El fundamento de nuestra fe

La voz del Obispo

¡Aleluya! ¡El Señor Jesús ha resucitado! La fe de los cristianos es la fe en la persona de Cristo que ha sido devuelto a la vida. La fe en Cristo y en Dios no es plena sino haciéndose fe en el Señor resucitado. El Papa Benedicto en su último mensaje de Pascua, nos decía: “si Jesús ha resucitado, entonces –y sólo entonces– ha ocurrido algo realmente nuevo, que cambia la condición del hombre y del mundo. Entonces Él, Jesús, es alguien del que podemos fiarnos de modo absoluto, y no solamente confiar en su mensaje, sino precisamente en Él, porque el resucitado no pertenece al pasado, sino que está presente hoy, vivo. Cristo es esperanza y consuelo de modo particular para las comunidades cristianas que más pruebas padecen a causa de la fe, por discriminaciones y persecuciones. Y está presente como fuerza de esperanza a través de su Iglesia, cercano a cada situación humana de sufrimiento e injusticia”.

 

La fe en el Resucitado tiene, pues, consecuencias inmediatas en nuestra vida de creyentes. Al resucitar, Cristo levanta al ser humano dela postración de la muerte a la que el pecado le tenía sometido, para abrir ante él una insospechada perspectiva de vida en plenitud. Nos introduce en una experiencia de alegre confianza que nos lleva a creer y esperar en la propia resurrección. Albergar esta esperanza en nuestra resurrección, nos libera interiormente del egoísmo y de la idolatría de las cosas de este mundo, nos libera para el amor de Dios y para el amor del prójimo, para la entrega de la vida en la alabanza a Dios y en el servicio a todos los hombres; nos mueve, en palabras del Papa Francisco en la homilía de inicio de su pontificado, a “custodiar a la gente, a preocuparse por todos, por cada uno, con amor, especialmente por los niños, los ancianos, quienes son más frágiles y que a menudo se quedan en la periferia de nuestro corazón”.

 

La centralidad de la Resurrección nutre también nuestro compromiso evangelizador. Al confesar nuestra fe en la resurrección de Cristo, podemos decir que ¡Jesús es nuestra vida! Pero esta afirmación no nos hace mirar solo al más allá, sino todo lo contario.
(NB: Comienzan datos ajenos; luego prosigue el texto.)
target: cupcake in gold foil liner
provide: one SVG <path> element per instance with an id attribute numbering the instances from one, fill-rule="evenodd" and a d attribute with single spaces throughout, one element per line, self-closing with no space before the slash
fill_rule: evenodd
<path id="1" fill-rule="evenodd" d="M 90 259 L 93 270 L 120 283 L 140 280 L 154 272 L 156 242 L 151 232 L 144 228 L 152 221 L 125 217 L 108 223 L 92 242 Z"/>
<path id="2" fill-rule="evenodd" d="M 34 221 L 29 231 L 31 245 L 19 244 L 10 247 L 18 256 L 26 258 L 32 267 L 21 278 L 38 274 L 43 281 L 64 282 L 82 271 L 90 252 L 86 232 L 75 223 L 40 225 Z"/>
El haber resucitado, se nos ofrece como alimento de vida eterna en el caminar por este mundo; se nos presenta como fuente de aguaviva y como luz que disipa las tinieblas de la muerte.

 

Esa presencia debe ser vivida, anunciada y compartida. Los creyentes somos testigos del resucitado, pues hemos sido seducidos por un acontecimiento (la persona de Cristo resucitado) que ya no nos deja indiferentes, sino que nos mueve a anunciar con ilusión la alegría de una fe que se renueva con el acontecimiento de la Resurrección.

 

El reto que tenemos delante es muy grande. Renovar nuestra fe, para ser testigos de Jesús. La Misión diocesana que estamos preparando nos anima a ello, y en este tiempo de gracia que es la Pascua, debemos de pedir al Espíritu Santo que nos llene de su sabiduría en este momento de impulso evangelizador en nuestra diócesis. Me resultan sugerentes las palabras que el entonces cardenal Bergoglio dirigió a sus diocesanos de Buenos Aires para la preparación de la cuaresma del Año de la Fe. Era una propuesta para su diócesis en la que ya apuntaba las líneas maestras del pontificado de Francisco y que creo que en este momento iluminan también a nuestra Iglesia diocesana: “la Semana Santa se nos presenta como una nueva oportunidad para desinstalar un modelo cerrado de experiencia evangelizadora que se reduce a “más de lo mismo” para instalarla Iglesia que es de “puertas abiertas” no porque sólo las abre para recibir sino que las tiene abiertas para salir y celebrar, ayudando a aquellos que no se acercan”.

 

Salir y anunciar que Jesús ha resucitado. ¡Que el mundo lo conozca y lo ame!¡Feliz Pascua!